『姑獲鳥の夏』/京極夏彦 ◎
言わずと知れた京極夏彦さんのデビュー作、『姑獲鳥の夏』。これが初めて書いた作品だとか、・・・マジですか、京極さん。とんでもない量の薀蓄、多分野に渡り繰り広げられる博覧強記・・・、前半なかなかそのペースについて行けず、アワアワしながら読んでおりましたよ。しかし後半になって、惹き込まれること惹き込まれること!!
何故今更、〈百鬼夜行シリーズ〉かといいますと・・・。水無月・Rの住むO阪市の図書館、今春のコロナによるステイホーム期間、休館しておりまして。先の見えないステイホーム期間は伸び続け、次第に手元に読む本はなくなり、如何したものかと思った時に「そういえば、京極さんの本は分厚いよね…」「いいタイミングだし、〈百鬼夜行シリーズ〉、そろそろ行くか!」と、ネットで購入。が、その直後(笑)大量の予約本の到着通知とともに図書館は開館し、まずはそちらを読まねば(次の予約の人が待っている)・・・てな感じで、ズルズルと取り掛かりが遅れてしまいました。

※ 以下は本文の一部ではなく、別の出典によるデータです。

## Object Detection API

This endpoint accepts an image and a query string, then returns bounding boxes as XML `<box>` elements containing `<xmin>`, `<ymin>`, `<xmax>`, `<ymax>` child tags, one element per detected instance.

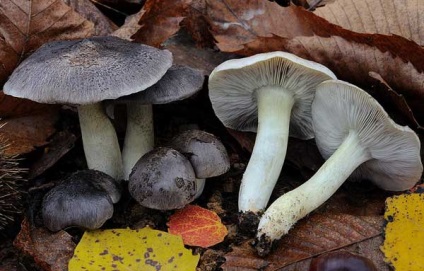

で、読み始めたらばまあ、難しい話のオンパレード。会話がぽんぽん弾むので何とかその勢いで読むものの、教養が足りてないワタクシにはついて行くのが大変でございましたよ。でも、やっぱり京極堂の〈憑き物落とし〉が始まると、様々に点在していたエピソードが再編され、闇に紛れていた〈事実〉が明らかにされていく。ただし、〈真実〉は容赦なく、すべてを暴く。それによって、今まで不穏を含みながらもなんとか過ごしてきた日々は霧消することもある。